Reference shared style variables or helper functions defined elsewhere in your codebase. DRY out common patterns across components.

Conditionals

Use ternary expressions or if/else to apply styles based on props or environment values.

Pattern matching

Use switch to map a variant prop to a specific CSS declaration — type-safely.

bs-css migration

Bridge existing bs-css rules or inject unsupported properties via CSS.unsafe without rewriting everything at once.

Composability, conditionals, and function calls

module Button = %styled.button([
  buttonStyles,                                    // a variable reference
  anyRandomFunction(123),                          // a function call
  boolean ? %css("width: 100%;") : %css("width: auto"), // conditional
])

Pattern matching in dynamic components

Combine dynamic components with the Array API to use switch expressions that map typed props to CSS declarations:
module Align = %styled.div((~distribute=#Center, ~align=#Center) => [
  %css("display: flex"),
  %css("height: 100%"),
  %css("width: 100%;"),
  switch distribute {
  | #Start => %css("justify-content: flex-start")
  | #Center => %css("justify-content: center")
  | #End => %css("justify-content: flex-end")
  },
  switch align {
  | #Start => %css("align-items: flex-start")
  | #Center => %css("align-items: center")
  | #End => %css("align-items: flex-end")
  },
])

<Align distribute=#Start align=#Start />

Usage with dynamic components (function body)

When the component function needs to run arbitrary code before producing the array — for example, calling a theme function — wrap the function body in braces and end it with an array literal:
module Button = %styled.button((~variant) => {
  let color = Theme.button(~variant)

  [
    %css("background-color: $(color)"),
    %css("width: 100%;"),
    %css("display: inline-flex"),
  ]
})
The function is re-run on every render, so Theme.button(~variant) is called with fresh props each time.

Limitation: the last expression must be an array literal

Just as with string-form dynamic components, the last expression of the function body must be an array literal written directly in the source — it cannot be a variable reference or a function call that returns an array.
// 🔴 Cannot return a variable reference
let myStyles = [%css("display: flex")]
module X = %styled.div((~variant) => myStyles)
// 🔴 Cannot return a function call
module X = %styled.div((~variant) => buildStyles(variant))
The PPX needs to see the literal array node in the AST at compile time to instrument each element. Use a function body with let bindings and end with an explicit [...] / [|...|] literal.

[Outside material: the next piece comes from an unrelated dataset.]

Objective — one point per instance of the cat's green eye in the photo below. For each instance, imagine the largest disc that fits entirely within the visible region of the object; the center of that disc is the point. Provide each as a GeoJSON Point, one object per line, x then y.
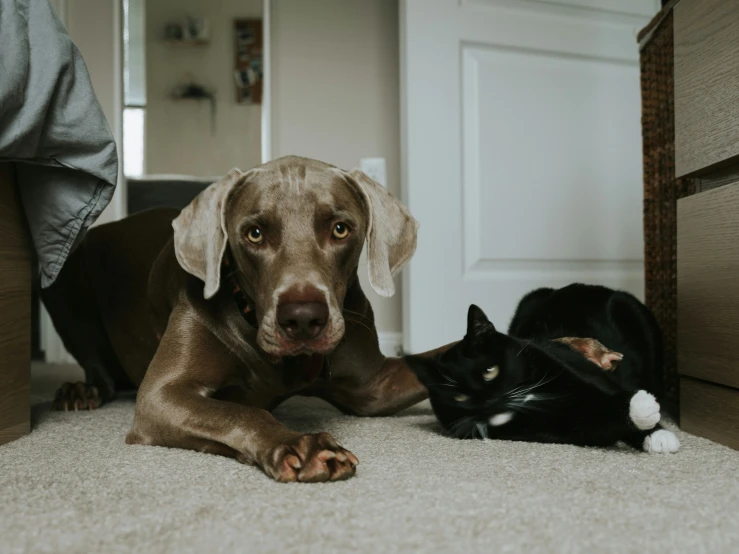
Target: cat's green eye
{"type": "Point", "coordinates": [491, 373]}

Migration from bs-css and unsupported properties

The Array API is the recommended path for migrating from bs-css or for using CSS properties that styled-ppx’s parser does not yet support. Pass existing Css.rule values you already have, or use CSS.unsafe to inject a raw property string:
let block: Css.rule = %css("display: block")
let randomProperty = CSS.unsafe("-webkit-invented-property", "10px")
let picture = %cx([block, randomProperty])
You can do the same with %styled:
let randomProperty = CSS.unsafe("-webkit-invented-property", "10px")
module Picture = %styled.div([randomProperty])
When using CSS.unsafe, type safety is your responsibility. The property name and value are passed through to emotion without any validation by styled-ppx. Prefer filing an issue or opening a PR to add proper support for a missing property if you have the time.